The price cycle is playing out as expected. Fear has given way to greed. Greed will lead to fear. Lower prices finds buyers as the selling dries up. Higher prices leads to selling as there are no more buyers. It is the price cycle - that is dictated by fear and greed - that plays over and over and over again in the markets.
Our buy signal was issued on August 19, 2010, when market participants were fearful, and with market participants bullish to an extreme degree a bear signal is being issued here. If the market hasn't topped out already, it should do so within a couple of percent of the recent highs. Rallies should be sold and stops tightened up. The market is prone to sudden sell offs. There will be better risk adjusted opportunities to buy in the future.
The "Dumb Money" indicator (see figure 1) looks for extremes in the data from 4 different groups of investors who historically have been wrong on the market: 1) Investors Intelligence; 2) Market Vane; 3) American Association of Individual Investors; and 4) the put call ratio. The "Dumb Money" indicator remains extremely bullish for the fifth week in a row.
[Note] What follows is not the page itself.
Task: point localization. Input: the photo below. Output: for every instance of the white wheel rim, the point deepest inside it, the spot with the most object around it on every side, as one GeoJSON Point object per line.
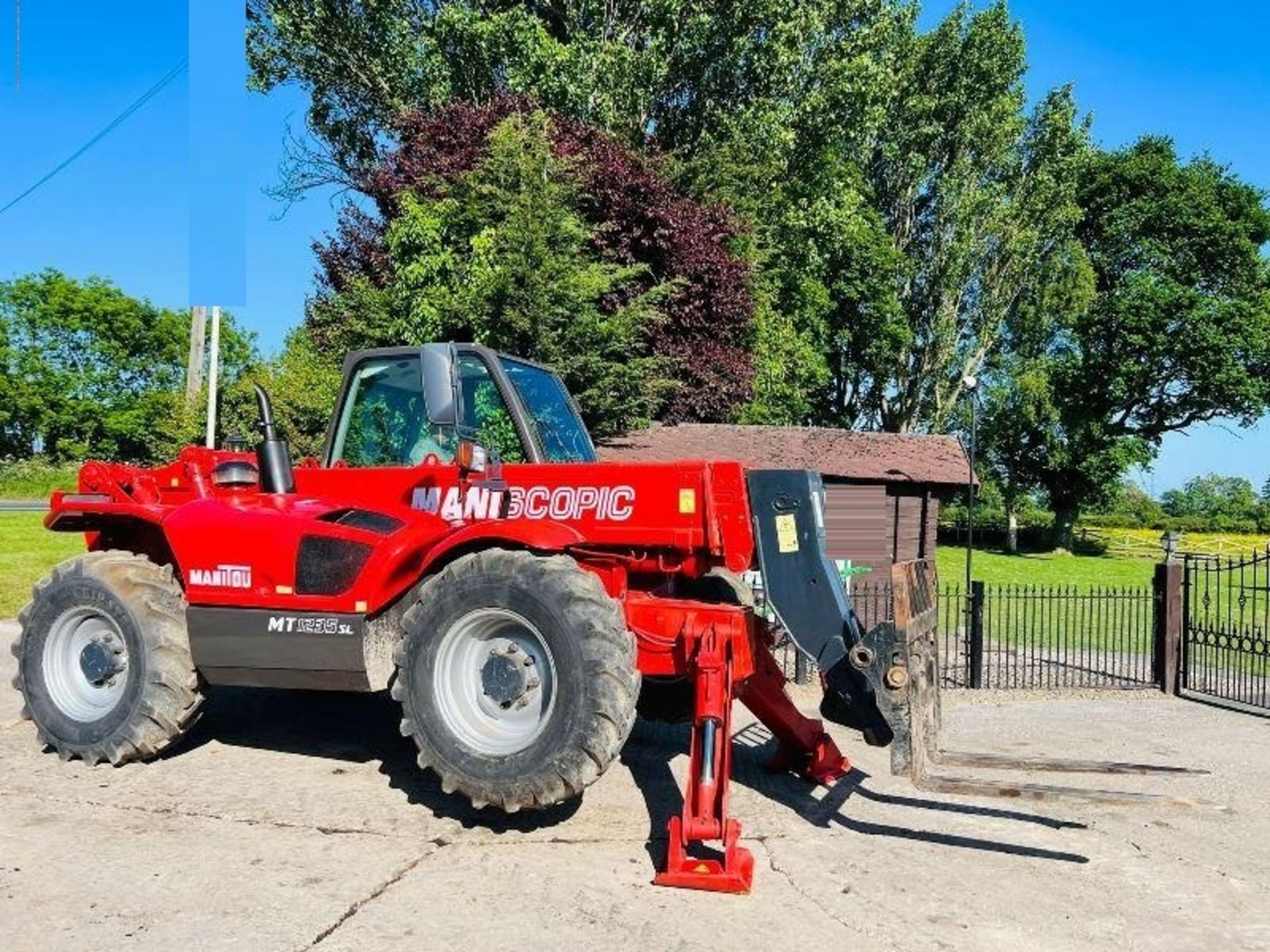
{"type": "Point", "coordinates": [486, 724]}
{"type": "Point", "coordinates": [75, 633]}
Figure 1. "Dumb Money"/ weekly
Figure 2 is a weekly chart of the S&P500 with the InsiderScore "entire market" value in the lower panel. The value is almost below the lower trading suggesting an extreme selling bias amongst insiders. From the InsiderScore weekly report: "Insider sales reached a four-year high as trading windows opened at hundreds of more companies and insiders showed a serious appetite for profit-taking. The number of sellers nearly doubled week-over-week and outpaced the number of buyers by a more than 4-to-1 margin. Insiders at S&P 500 companies and in the Technology sector were the most likely sellers, followed by those in the Materials and Industrial Goods sectors."
Figure 2. InsiderScore "Entire Market" Value/ weekly
Figure 3 is a weekly chart of the S&P500. The indicator in the lower panel measures all the assets in the Rydex bullish oriented equity funds divided by the sum of assets in the bullish oriented equity funds plus the assets in the bearish oriented equity funds. When the indicator is green, the value is low and there is fear in the market; this is where market bottoms are forged. When the indicator is red, there is complacency in the market. There are too many bulls and this is when market advances stall.
Currently, the value of the indicator is 58.15%. Values less than 50% are associated with market bottoms. Values greater than 58% are associated with market tops.